A City de Moscovo vista do Parque Pobedy
Outro edifício moscovita que ilustra a tendência da Rússia actual (e a volubilidade da sua História) é a Catedral de Cristo Salvador. É tecnicamente a catedral mais importante de Moscovo, e também um exemplo de fénix renascida das cinzas. Mandada erguer por Alexandre I depois da retirada das tropas napoleónicas, foi igualmente uma obra megalómana (103 metros de altura e capacidade para 10 mil pessoas) e só ficou concluída em 1883. Associada ao czarismo e em consonância com o desprezo pela religião advogado pelo regime soviético, foi destruída em 1931 para dar lugar a um futuro palácio monumental, que nunca chegou a ser construído, por falta de fundos. O espaço acabou por ser ocupado por uma piscina pública. Depois da desagregação da União Soviética, o governo autorizou o Patriarcado de Moscovo a reconstruir a catedral, que foi reinaugurada no ano 2000 e é praticamente igual à primeira. Com a liberdade religiosa decretada entretanto, a percentagem da população que se assume como cristã ortodoxa subiu de 31% para 72%, e a propagandeada (aparente) convergência de ideias político-espirituais entre o Patriarca Kirill e Vladimir Putin não parece ser mera coincidência.

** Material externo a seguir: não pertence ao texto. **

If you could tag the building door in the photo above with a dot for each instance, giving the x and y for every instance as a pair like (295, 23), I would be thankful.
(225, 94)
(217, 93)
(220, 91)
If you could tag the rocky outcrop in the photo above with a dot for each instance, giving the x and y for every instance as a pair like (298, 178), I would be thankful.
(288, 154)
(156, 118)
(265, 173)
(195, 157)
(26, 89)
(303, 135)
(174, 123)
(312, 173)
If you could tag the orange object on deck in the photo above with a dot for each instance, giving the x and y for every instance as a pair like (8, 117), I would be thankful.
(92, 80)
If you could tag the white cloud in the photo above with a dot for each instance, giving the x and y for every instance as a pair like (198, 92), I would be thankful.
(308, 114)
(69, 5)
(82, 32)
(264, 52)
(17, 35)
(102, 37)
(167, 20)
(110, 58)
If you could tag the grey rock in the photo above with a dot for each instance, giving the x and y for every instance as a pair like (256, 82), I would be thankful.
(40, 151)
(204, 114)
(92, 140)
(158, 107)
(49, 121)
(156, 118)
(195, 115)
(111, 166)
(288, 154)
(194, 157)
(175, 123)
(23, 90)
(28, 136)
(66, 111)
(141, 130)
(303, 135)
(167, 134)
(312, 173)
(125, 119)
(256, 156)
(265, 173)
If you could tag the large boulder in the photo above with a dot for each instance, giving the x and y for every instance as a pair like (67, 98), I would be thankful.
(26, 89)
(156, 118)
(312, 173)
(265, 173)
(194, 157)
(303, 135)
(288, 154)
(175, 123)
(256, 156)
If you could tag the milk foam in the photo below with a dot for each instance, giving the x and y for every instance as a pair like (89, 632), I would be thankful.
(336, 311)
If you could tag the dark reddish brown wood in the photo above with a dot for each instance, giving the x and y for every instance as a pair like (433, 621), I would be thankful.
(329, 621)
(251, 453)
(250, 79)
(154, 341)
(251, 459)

Catedral de Cristo Salvador, Moscovo
Viagem organizada por agência significa guias, e guias significam, além de muita informação sobre os locais que visitamos e (com um bocadinho de sorte e diplomacia) alguma informação também sobre outros assuntos mais sensíveis – sendo que, num país como a Rússia, sensível é tudo o que disser respeito à política e à sociedade. E até neste aspecto notei a diferença entre as duas cidades. A guia de São Petersburgo falou-nos de artes e letras, de História e arquitectura, de questões sociais. Mostrou-nos a figurinha do cão parecido com Putin que está numa vitrina do Hermitage, explicou que a maior parte das pessoas (mesmo os jovens) não têm grande interesse em falar outra língua que não o russo, e revelou que na generalidade os papéis sociais dos homens e mulheres ainda são vistos de forma tradicionalista, as mulheres sendo consideradas como responsáveis pelo bem-estar da família e pelo trabalho doméstico – apesar de quase todas terem os seus empregos. Quanto às guias de Moscovo, realçaram a importância da cidade, a resistência e bravura dos seus residentes, a magnificência do metropolitano ou a monumentalidade dos edifícios, e o facto de grande parte das mulheres russas admirarem Putin por este ter implementado medidas que apoiam a natalidade e – supostamente – o género feminino.
Correndo o risco de ser simplista neste paralelismo, São Petersburgo e Moscovo parecem-me simbolizar duas das correntes de pensamento político que grassam actualmente na Rússia: uma de aproximação aos valores europeus, pelos quais são definidas as regras de harmonização social e actuação política; outra de que a Rússia é superior na sua essência, e portanto tem o direito de ser ela a ditar as regras pelas quais a Europa deveria reger-se. A rejeição europeia é, em termos práticos, a adoptada pela actual linha política russa, e não parece provável que Putin se desvie dela enquanto continuar no poder. No entanto, com a capacidade de torcer a verdade que tem mostrado, quem sabe se um dia…? Num país de tantos contrastes, tudo é possível.